16:00   血圧  95 / 48  脈拍 65   体温 35.4

16:10 肝臓摘出

      断端+(残肝切離面に腫瘍が露出)のため、アルゴンレーザーで熱傷する

            血圧 106 / 48  脈拍 66

 

 14時54分以降プリングル法を実施していないにもかかわらず、16時10分に肝臓が摘出されていた。尾状葉の切除を急ぎ、止血措置を十分に行わなかった疑いがあった。

 切離面に腫瘍を露出させたままにしたことは、出血、癌転移の面から問題がある処置であった。そもそも切離面に腫瘍を露出させない手術は不可能であったことは手術前の検査で分かっていたことであるが。

 

17:00 止血操作を行う  血圧 104 / 56  脈拍 68  体温 34.8

18:00 腸吻合施行  血圧 98 / 55  脈拍 55

18:40〜19:00 圧迫止血する

20:00 腹膜閉鎖 カウントOK  (手術器具の確認)

      手術終了 レントゲン撮る

            血圧・脈拍記載なし  体温 34

21:25 ICU  血圧 107 / 65  脈拍 60

 

血液バランス   +12,900ml  水分バランス ー15,100ml

 

 大量出血に伴い、12,900mlもの大量輸血をしていた。これは体重50kgの與志廣の体内の血液の約3倍に当たる量である。輸血は肝切除開始前の12時10分以降継続的に行われていたが、尾状葉切除を開始した直後の15時以降に大量かつ急速な輸血を行っており、尾状葉切除で大量出血が発生したことを物語っていた。

 

 手術直後にK.H.が作成したカルテである。

 

@ 横行結腸合併切除、吻合

A 右後区域切除+尾状葉1/2切除

〜右葉切除ではなく、上記に変更した。残肝の転移に対しては未治療。出血も多く肝機能も不良でこれ以上の侵襲はよくないため。術後早期に残存癌の治療をする。
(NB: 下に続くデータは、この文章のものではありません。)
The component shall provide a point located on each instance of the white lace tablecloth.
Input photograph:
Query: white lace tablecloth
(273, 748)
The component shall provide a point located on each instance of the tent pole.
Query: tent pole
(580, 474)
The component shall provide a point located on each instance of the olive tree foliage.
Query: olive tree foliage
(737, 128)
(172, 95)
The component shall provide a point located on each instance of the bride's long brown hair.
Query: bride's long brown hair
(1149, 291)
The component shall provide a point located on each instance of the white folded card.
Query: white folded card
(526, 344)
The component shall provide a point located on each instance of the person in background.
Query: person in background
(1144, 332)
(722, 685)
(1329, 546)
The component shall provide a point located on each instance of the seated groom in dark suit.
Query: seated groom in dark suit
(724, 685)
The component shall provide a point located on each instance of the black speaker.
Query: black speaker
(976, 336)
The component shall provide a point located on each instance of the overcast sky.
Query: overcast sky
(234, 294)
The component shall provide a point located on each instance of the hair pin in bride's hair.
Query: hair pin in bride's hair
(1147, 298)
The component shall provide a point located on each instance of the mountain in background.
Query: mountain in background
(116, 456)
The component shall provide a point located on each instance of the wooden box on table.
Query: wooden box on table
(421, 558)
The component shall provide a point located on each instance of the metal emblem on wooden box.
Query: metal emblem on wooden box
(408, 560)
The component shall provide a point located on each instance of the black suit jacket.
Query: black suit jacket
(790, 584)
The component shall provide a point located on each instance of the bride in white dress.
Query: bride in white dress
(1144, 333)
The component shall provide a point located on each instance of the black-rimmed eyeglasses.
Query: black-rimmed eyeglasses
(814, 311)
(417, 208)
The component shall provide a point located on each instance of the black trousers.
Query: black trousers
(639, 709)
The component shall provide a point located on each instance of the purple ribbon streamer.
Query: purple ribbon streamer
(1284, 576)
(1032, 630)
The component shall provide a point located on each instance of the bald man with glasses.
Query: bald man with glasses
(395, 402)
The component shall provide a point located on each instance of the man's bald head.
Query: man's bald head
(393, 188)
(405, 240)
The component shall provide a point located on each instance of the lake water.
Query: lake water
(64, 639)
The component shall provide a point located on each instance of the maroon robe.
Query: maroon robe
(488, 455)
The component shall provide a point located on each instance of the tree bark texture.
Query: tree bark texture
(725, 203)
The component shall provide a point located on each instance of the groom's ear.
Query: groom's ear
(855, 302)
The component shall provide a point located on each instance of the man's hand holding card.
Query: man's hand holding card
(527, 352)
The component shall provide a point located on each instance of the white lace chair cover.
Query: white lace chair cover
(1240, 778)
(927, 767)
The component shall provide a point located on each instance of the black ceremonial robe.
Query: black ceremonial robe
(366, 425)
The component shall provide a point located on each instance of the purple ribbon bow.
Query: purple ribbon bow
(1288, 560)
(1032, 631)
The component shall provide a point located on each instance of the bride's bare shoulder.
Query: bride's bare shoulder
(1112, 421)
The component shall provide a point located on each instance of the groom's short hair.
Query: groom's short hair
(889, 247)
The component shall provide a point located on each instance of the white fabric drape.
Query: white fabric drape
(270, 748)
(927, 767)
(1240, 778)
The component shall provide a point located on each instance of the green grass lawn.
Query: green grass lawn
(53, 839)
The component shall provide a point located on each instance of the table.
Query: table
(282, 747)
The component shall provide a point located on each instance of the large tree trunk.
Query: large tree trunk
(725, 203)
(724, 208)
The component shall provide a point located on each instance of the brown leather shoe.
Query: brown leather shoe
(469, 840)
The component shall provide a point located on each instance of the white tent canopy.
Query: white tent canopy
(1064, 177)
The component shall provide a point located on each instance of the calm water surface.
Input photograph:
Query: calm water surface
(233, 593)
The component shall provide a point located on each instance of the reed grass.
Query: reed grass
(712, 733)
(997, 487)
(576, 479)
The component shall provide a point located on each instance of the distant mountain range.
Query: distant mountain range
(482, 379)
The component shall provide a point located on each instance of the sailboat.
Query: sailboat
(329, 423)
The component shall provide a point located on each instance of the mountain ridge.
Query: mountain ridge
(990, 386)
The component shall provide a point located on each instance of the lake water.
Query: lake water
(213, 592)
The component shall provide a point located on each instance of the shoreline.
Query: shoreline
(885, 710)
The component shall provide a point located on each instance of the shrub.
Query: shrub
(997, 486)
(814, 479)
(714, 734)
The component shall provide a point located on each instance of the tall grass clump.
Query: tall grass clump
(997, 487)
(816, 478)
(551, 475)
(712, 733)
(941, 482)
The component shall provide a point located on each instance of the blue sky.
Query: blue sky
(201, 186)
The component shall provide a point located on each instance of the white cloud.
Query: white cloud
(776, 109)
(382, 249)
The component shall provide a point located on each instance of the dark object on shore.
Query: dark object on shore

 手術時間が長かったのは止血にとまどった為。16:30検体提出後、結腸吻合した1時間を除いて3時間位は止血をしている。止血しにくい場所から出血しており、治療に難渋した。

 今後の合併症の危険

 出血 ! ! 非常に心配 再手術の可能性もある

 肺炎、心不全、脳の合併症、肝不全そしてDIC ! !

2週間後に病理及びその他の結果より追加治療を考える。ご本人の生命力が頼りです。

今後も治療方針説明の窓口はN.J.先生にしたらどうでしょうか。 BY K.H.

 

- OK (誰の署名か不明。おそらくN.J.医師のもの)

 

 K.H.医師は大量出血で與志廣が多臓器不全やDICを併発しながら死亡することを予見していたことが伺える。家族への対応はN.J.医師、実行はK.H.医師という役割分担があったことが再確認できた。

 

術後出血を止めるため肝動脈塞栓術を施行した直後にK.H.が作成したカルテである。

 

Classical TAE施行 右S8, 5, S1pc(右葉前上区域、前下区域、尾状葉下大静脈部)を塞栓する。

明らかな出血源確認困難 !!

施行後劇的出血停止をみた。

4月22日 0時15分 動脈塞栓術の結果及び目的と今後につき家族に説明

@ 家族帰宅直後に大量出血をきたした。

  残肝部分よりの出血と考えられる。その為、

  a. 手術   b 動脈塞栓術

  を考え、以下の為にbを選んだ。

  1. 術直後の再手術は肝、呼吸器、心ともに影響強い。

  2. 動脈塞栓術が期待できる。

A 今後は出血の様子をみていく。

    100ml/時以上3時間持続

    200ml/時以上2時間持続

    600ml/

    以上なら再開腹を考える。しかし、できれば避けたい。

 

 出血は右葉前区域と尾状葉下大静脈部の肝動脈の血流で発生していることが分かった。

 

 次に手術後に病理科が作成した報告書である。

 

. 胆嚢 

(病理検査依頼票)

患者名 山口與志廣 男 70才 外科 病棟5C 医師名 T.H.

臨床診断 胃癌手術後肝転移

材料 胆嚢 材料採取日 9年4月21日 固定液 10%フォルマリン

臨床経過及び被検物の所見:

上記診断にて後区域+尾状葉切除術施行。その際、胆嚢摘出しております。

検査希望事項:

病理学的検索お願い致します。

(病理検査報告書)

検査番号 97-1313 患者番号 151-260-9 97/4/25

患者氏名 ヤマグチヨシヒロ 外科5C 男 70才 担当医 T.H.先生

臨床診断 胃癌手術後、肝転移

検査者  T

病理診断

胆嚢、 胆嚢摘出術 : 転移性の腺癌、胃に起源をもつとして適合

組織学的所見 : 63 x 59 x 4.5mm大の灰白色、網様の粘膜面を示す胆嚢が提出された。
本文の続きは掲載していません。